His Madonna’s throne seems three-dimensional. Side openings allow the viewer to glimpse the figures of two saints, which give the painting a sense of depth. It is an image evocative of Giotto’s own “Judgment”, part of the Paduan frescoes. Giotto’s “Madonna di Ognissanti” also marked the end of the forward-facing pose common to Byzantine icons. His Madonna poses in a three-quarter position while the saints and angels offering her lilies are in profile. Her glance is not straight and fixed, but turned slightly to the left. Giotto also used color in a new way to soften the gravity of his subjects. He created a more natural lighting effect, as opposed to the unrealistic tones used in the past. Colors mimicking ambient light show a third dimension and outline the Madonna’s body under her dress.
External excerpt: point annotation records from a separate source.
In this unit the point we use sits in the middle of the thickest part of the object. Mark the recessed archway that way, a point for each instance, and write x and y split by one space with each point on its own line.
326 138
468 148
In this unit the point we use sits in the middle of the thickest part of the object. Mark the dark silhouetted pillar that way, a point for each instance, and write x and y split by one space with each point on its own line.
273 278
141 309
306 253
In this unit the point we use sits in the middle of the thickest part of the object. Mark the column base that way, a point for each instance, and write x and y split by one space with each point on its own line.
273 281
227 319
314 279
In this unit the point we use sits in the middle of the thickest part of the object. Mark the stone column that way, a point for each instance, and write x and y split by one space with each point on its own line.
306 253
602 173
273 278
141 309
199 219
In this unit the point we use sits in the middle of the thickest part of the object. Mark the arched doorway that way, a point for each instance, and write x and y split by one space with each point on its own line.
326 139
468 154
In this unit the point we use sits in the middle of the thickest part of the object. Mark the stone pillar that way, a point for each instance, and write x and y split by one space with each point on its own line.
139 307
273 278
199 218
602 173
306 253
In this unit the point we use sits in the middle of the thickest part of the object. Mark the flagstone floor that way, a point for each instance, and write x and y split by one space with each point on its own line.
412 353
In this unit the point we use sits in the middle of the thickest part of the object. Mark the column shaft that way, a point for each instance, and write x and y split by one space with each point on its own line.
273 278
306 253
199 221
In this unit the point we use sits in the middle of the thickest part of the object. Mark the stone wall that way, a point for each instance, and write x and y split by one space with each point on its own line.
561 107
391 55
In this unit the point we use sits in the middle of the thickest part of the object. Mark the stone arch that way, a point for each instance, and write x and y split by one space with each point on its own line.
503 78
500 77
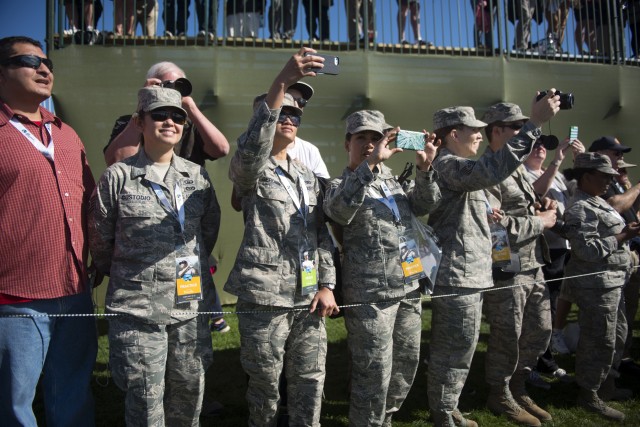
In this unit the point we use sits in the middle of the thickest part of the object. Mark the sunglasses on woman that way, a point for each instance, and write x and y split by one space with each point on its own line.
178 117
294 118
28 61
Giotto’s “Madonna di Ognissanti” highlights the Madonna’s physicality, her maternal relation with Christ, her humanity, and her closeness to the earthly world. The altarpiece was restored between 1990 and 1991. Splits in the wooden support were treated, eliminating fissures in the painting. The “Madonna di Ognissanti” has been on display at the Uffizi Gallery in Florence since 1919.